Another biblical example of shame and regret is the apostle Peter. John 13:37-38 describes the night of Christ’s betrayal. Right after the Passover meal, Peter tells Jesus that he would lay down his life for Him. Jesus responds by telling him that on that very night Peter would deny three times even knowing Him. Later that night, out of fear of losing his own life, Peter denied ever knowing Jesus (John 18:15-27; Matthew 26:31-35, 69-75). Yet this is the same Peter of whom Jesus prophetically said, “And I say to you that you are Peter and upon this rock (Peter’s surname, Cephas, means “rock”) I will build my church” (Matthew 16:18-19). After Peter’s denial of Christ that night, we see him go on and grow in his faith, eventually becoming one of the founding fathers of the early church in Jerusalem. He did indeed “strengthen his brothers” after turning back to Christ, as Jesus had foretold (Luke 22:32). While he must have lived with much shame and regret over his very public denial of Christ, his deepened understanding of the person and work of Christ overcame his emotions and feelings of failure. He realized that if Christ would not hold anything against him, neither should he hold anything against himself.

The Bible teaches us that once we confess our sins, accept Christ’s sacrifice for our sins on the cross on our behalf, and become children of God, we are cleansed from all our unrighteousness (Colossians 1:15-22), and our salvation is eternally secure (John 10:27-30; Hebrews 7:24-25). As we grow spiritually in our wisdom and understanding of God by spending time with Him daily in prayer and reading His Word, we find ourselves loving and trusting Him more and believing Him when He says that He has put our sin as far from Him as the east is from the west (Psalm 103:12).

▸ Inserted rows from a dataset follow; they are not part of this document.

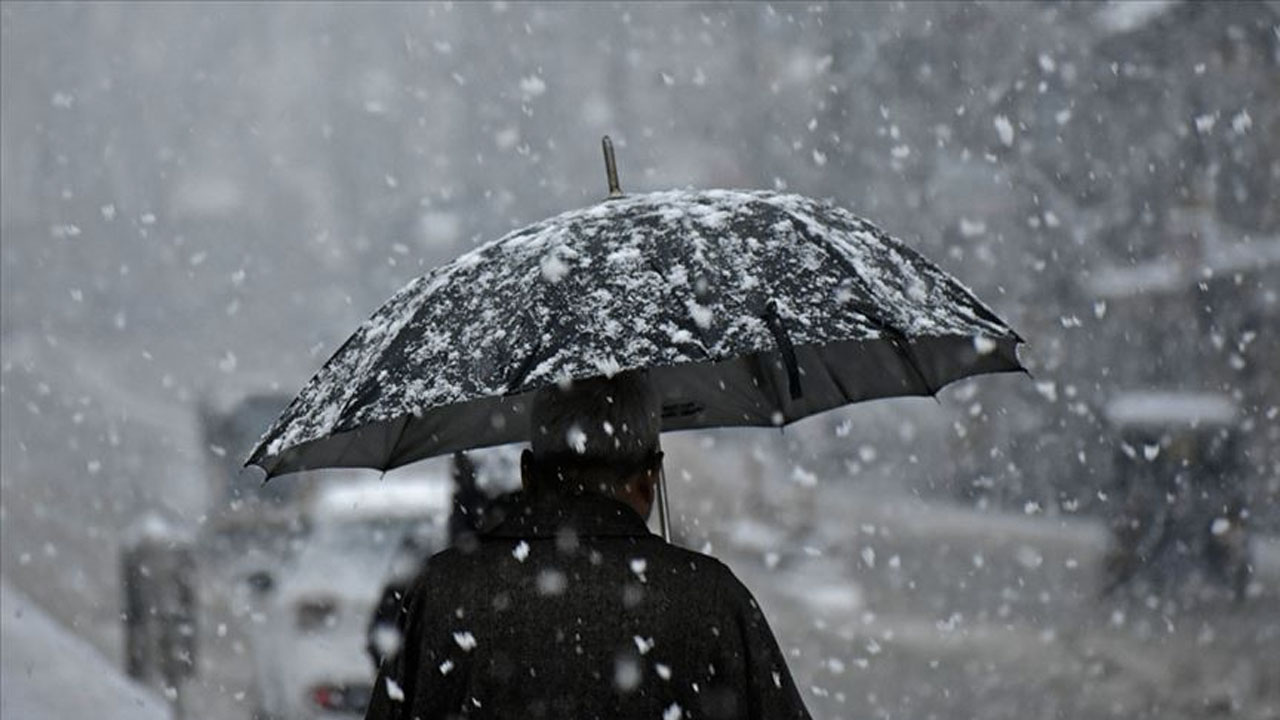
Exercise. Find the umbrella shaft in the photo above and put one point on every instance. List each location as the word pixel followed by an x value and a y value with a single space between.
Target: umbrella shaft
pixel 663 509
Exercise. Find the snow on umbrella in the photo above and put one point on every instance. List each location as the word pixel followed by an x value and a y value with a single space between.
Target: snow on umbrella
pixel 748 308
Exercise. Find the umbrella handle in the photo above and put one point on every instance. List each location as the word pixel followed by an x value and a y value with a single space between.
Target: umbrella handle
pixel 663 509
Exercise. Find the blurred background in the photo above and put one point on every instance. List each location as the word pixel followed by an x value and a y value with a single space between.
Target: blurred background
pixel 201 201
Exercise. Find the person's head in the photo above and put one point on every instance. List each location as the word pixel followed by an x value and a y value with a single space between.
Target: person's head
pixel 598 434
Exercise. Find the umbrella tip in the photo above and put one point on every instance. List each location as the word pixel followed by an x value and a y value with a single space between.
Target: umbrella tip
pixel 611 168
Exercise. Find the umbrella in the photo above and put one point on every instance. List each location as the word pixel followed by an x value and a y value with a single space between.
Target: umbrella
pixel 748 308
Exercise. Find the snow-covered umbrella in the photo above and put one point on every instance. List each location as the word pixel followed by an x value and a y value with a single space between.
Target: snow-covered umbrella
pixel 748 308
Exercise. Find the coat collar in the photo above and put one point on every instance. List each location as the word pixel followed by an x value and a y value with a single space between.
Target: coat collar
pixel 548 515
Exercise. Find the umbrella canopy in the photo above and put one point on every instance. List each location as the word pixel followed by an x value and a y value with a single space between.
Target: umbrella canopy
pixel 749 308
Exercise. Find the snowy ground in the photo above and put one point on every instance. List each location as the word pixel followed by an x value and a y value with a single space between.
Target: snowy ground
pixel 46 671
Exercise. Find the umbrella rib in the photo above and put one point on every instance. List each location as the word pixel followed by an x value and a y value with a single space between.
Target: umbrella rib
pixel 897 338
pixel 785 349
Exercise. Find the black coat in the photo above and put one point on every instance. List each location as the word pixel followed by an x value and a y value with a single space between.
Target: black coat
pixel 570 607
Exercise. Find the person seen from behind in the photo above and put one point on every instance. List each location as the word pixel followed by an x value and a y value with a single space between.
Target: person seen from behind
pixel 568 606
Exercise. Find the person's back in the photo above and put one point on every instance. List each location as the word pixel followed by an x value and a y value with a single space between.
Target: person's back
pixel 570 607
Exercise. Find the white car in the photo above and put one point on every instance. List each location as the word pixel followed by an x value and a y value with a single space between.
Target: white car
pixel 310 650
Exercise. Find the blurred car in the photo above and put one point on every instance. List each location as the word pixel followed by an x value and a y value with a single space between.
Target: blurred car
pixel 310 648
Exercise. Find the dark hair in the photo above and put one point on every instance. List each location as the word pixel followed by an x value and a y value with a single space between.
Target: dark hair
pixel 599 431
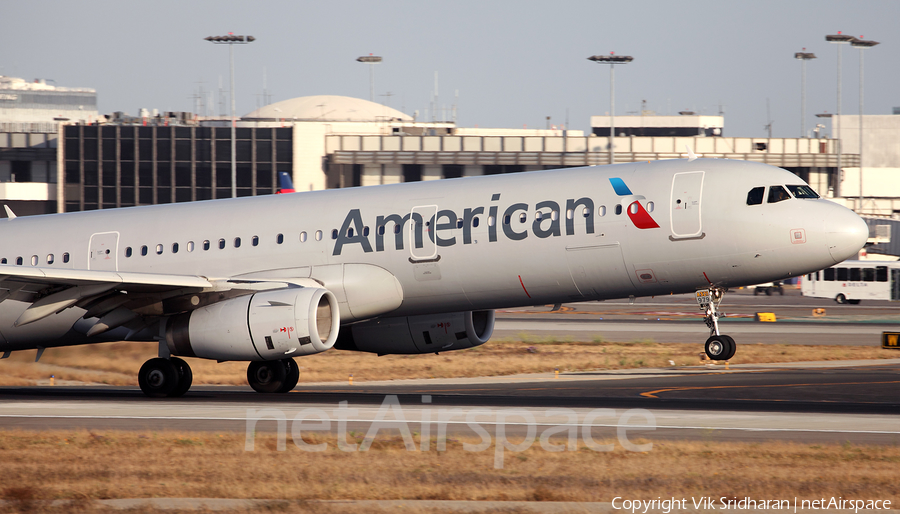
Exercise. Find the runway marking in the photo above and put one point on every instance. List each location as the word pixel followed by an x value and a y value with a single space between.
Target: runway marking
pixel 450 422
pixel 652 394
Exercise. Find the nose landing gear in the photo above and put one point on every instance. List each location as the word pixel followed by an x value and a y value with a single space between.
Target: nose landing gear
pixel 718 347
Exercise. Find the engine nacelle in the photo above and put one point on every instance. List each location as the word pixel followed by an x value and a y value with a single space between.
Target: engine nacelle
pixel 419 334
pixel 268 325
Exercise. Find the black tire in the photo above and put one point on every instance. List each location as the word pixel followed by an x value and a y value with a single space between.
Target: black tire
pixel 185 377
pixel 717 347
pixel 266 376
pixel 158 378
pixel 732 347
pixel 292 375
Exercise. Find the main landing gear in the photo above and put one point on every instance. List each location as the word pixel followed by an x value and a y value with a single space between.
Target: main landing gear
pixel 718 347
pixel 160 378
pixel 172 377
pixel 273 376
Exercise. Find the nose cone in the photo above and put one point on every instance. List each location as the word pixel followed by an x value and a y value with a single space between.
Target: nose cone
pixel 846 233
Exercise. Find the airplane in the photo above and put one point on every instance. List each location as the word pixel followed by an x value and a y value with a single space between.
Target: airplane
pixel 405 268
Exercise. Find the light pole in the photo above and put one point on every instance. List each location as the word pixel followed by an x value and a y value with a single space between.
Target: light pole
pixel 371 60
pixel 803 57
pixel 231 40
pixel 862 44
pixel 612 59
pixel 840 40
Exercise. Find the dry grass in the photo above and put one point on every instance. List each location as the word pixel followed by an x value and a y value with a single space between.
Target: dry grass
pixel 80 465
pixel 118 363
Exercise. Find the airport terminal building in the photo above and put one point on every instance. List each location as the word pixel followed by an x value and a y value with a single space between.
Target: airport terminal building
pixel 334 141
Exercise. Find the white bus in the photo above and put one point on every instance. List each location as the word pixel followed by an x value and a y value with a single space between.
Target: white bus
pixel 852 281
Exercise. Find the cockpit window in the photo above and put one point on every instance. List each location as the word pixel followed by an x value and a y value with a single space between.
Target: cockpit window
pixel 754 197
pixel 802 192
pixel 778 194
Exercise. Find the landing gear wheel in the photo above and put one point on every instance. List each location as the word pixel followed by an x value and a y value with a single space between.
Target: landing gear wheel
pixel 266 376
pixel 717 348
pixel 158 378
pixel 185 377
pixel 292 375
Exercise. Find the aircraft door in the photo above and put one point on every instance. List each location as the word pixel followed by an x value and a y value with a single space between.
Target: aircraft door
pixel 422 243
pixel 687 190
pixel 103 251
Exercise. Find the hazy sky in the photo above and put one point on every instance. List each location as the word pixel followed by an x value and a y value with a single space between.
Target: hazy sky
pixel 513 62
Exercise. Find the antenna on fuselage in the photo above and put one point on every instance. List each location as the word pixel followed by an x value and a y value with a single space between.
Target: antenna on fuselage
pixel 691 155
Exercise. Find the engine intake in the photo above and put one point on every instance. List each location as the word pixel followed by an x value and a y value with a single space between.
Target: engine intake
pixel 268 325
pixel 419 334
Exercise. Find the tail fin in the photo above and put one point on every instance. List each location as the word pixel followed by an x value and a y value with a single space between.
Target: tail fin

We find ourselves making wiser choices each day, sinning less, and not grieving the Holy Spirit with our actions (Ephesians 4:17-32). This is, and should be, the mark of spiritual growth in all believers in Jesus Christ.

Romans 8:1 is the quintessential verse that covers leftover feelings of shame and regret in the believer: “Therefore, there is now no condemnation for those who are in Christ Jesus.” So, once we have confessed our sins, both past and present, we needn’t continue to live in shame and regret over them. God has forgiven us and forgotten those sins, but often we have to remind ourselves of that fact in order to forgive ourselves and move forward in newness of life. “I have been crucified with Christ; and it is no longer I who live, but Christ lives in me; and the life which I now live in the flesh I live by faith in the Son of God, who loved me, and delivered Himself up for me” (Galatians 2:20).